Klooga was one of the largest sub-camps of the Vaivara concentration camp and operated for the longest period – from September of 1943 to 19 September 1944. Unlike most of the Vaivara camps, Klooga had no connection to the shale oil industry in Eastern Estonia, and the prisoners were primarily employed in production of military importance – the timber and concrete industries.
The camp was established in September of 1943 near the village of Klooga. During the preceding occupation by the Soviets (1940–1941), the area had been turned into a sealed off military area. In the period of German occupation, the German “Organisation Todt”, a state-run engineering and construction company, established a camp in Klooga. Before the arrival of Jewish inmates, civilian workers were employed and to a lesser extent Soviet POWs and ordinary criminal prisoners.

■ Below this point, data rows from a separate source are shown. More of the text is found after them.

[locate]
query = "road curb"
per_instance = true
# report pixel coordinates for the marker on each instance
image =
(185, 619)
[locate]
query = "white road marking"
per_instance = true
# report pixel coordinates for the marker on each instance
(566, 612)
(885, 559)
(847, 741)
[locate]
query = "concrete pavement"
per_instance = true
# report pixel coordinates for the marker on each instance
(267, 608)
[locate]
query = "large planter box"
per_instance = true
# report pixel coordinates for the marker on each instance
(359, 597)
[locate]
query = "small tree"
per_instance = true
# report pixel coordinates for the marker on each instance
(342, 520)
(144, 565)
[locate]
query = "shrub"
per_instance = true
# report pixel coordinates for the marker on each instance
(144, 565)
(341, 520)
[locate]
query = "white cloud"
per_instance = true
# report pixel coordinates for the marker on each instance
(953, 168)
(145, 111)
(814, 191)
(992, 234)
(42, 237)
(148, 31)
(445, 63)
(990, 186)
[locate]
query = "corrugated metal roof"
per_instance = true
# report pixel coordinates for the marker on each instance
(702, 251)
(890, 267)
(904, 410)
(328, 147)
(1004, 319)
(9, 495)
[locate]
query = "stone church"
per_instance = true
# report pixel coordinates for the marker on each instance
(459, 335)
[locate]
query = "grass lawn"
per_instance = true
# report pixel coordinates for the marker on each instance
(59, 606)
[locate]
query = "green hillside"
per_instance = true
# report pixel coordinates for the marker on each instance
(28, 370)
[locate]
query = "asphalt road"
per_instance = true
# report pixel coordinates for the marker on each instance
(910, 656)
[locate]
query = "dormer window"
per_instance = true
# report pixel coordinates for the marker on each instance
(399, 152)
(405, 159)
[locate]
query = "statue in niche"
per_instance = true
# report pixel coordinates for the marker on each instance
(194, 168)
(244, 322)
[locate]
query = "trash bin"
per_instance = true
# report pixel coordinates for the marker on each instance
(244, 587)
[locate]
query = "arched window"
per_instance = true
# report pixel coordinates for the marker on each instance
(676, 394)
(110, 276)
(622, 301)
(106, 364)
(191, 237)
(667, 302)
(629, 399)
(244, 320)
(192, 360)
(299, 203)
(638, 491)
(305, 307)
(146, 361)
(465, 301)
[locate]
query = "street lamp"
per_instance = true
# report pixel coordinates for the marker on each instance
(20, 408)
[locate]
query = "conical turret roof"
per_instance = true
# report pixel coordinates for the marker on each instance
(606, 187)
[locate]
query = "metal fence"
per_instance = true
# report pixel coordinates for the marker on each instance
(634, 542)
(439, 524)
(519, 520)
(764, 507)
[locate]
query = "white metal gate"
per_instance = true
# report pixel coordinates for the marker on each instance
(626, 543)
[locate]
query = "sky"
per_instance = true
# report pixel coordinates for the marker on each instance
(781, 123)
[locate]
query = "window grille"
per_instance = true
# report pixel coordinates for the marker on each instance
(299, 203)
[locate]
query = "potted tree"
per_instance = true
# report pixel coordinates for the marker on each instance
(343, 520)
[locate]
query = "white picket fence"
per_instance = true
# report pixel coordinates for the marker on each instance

Later, a camp for the Estonian Waffen-SS Training and Reserve Regiment was established near the Klooga camp. Ingrian Finns and Russians from Leningrad oblast were evacuated from the front and brought to Klooga in the winter of 1943/44. These evacuees were not prisoners like the Jews, but lived in a separate refugee camp in Klooga, and in camps in the nearby villages of Põllküla, Laoküla and Paldiski.
The Klooga camp was surrounded by a four-metre-high barbed wire fence. The area of the camp was approximately 1,000 x 500 metres with three two-storey brick buildings in the middle. Two of these were surrounded by barbed wire and used to accommodate inmates. The third housed the camp office and administration.
The commander of the Vaivara concentration camp was SS-Hauptsturmführer Hans Aumeier, who had previously served at the Auschwitz concentration camp. The commandant of the Klooga sub-camp was a junior SS-officer, who had two deputies and also two or three SS staff members. In 1944, before the camp was disbanded, the camp commandant was SS-Untersturmführer Wilhelm Werle. The Klooga camp guards were mostly members of the 3rd Company of the 287th Police Battalion, formed from among Estonian conscripts in 1943.
When the Red Army re-conquered Estonia in August of 1944 from German troops, more than 3,000 Jews in the easternmost camps of the Vaivara complex were evacuated to Stutthof concentration camp. Before escaping to the west via Paldiski harbour near Klooga, the senior staff of Vaivara concentration camp gathered at Klooga to organise the mass murder of the remaining prisoners in Estonia.